Eurostar: "Nous prévoyons une petite progression en 2009"

Propos recueillis par Guillaume Guichard

— 

La ligne à grande vitesse entre Paris et Londres est maintenant ouverte depuis presque un an. Le 14 novembre 2007, Eurostar inaugurait la gare de St Pancras et le centre de maintenance de Temple Mills, dans l'est londonien. Nicolas Petrovic, directeur général d'Eurostar, dresse un bilan pour E24.

Quel bilan tirez-vous de l'ouverture de votre centre d'entretien?

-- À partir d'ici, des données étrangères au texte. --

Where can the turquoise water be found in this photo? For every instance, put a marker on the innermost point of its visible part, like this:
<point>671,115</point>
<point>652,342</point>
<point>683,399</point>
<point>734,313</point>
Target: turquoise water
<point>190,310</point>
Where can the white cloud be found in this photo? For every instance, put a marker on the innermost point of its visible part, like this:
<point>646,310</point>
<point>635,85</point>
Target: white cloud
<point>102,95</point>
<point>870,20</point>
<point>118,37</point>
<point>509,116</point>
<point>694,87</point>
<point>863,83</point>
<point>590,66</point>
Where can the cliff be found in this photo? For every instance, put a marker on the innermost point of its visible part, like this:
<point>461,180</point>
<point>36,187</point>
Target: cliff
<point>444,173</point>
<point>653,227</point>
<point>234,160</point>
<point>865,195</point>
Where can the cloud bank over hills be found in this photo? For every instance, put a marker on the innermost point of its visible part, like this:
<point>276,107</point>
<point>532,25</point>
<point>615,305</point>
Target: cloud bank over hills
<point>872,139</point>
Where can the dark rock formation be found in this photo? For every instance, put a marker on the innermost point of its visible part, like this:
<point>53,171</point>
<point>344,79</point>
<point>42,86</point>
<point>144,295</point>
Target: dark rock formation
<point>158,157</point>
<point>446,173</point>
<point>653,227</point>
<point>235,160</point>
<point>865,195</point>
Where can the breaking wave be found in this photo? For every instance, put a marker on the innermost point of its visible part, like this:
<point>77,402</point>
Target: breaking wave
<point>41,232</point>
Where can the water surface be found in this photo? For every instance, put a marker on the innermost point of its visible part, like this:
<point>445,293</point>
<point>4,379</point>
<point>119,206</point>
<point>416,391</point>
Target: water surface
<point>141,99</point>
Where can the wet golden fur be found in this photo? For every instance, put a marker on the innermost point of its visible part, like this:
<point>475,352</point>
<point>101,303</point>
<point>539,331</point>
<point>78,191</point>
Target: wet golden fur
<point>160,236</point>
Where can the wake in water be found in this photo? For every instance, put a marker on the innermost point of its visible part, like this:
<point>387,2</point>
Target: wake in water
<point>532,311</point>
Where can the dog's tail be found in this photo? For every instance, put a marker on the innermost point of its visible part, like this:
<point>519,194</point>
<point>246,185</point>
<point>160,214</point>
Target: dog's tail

D'abord, ce nouveau dépôt -qui nous a coûté 500 millions d'euros et 40 millions d'euros par an en entretien- était indispensable pour lancer nos trains sur la nouvelle ligne. Grâce aux 350 employés de Temple Mills, nous avons pu augmenter la fréquence de nos trains de 16 à 18 allers/retours par jour. Du coup, sur notre ligne à grande vitesse, nous avons enregistré une hausse de 10% de nos capacités, avec une forte affluence le week-end.

Dans ce contexte, avez-vous encore des marges de progression?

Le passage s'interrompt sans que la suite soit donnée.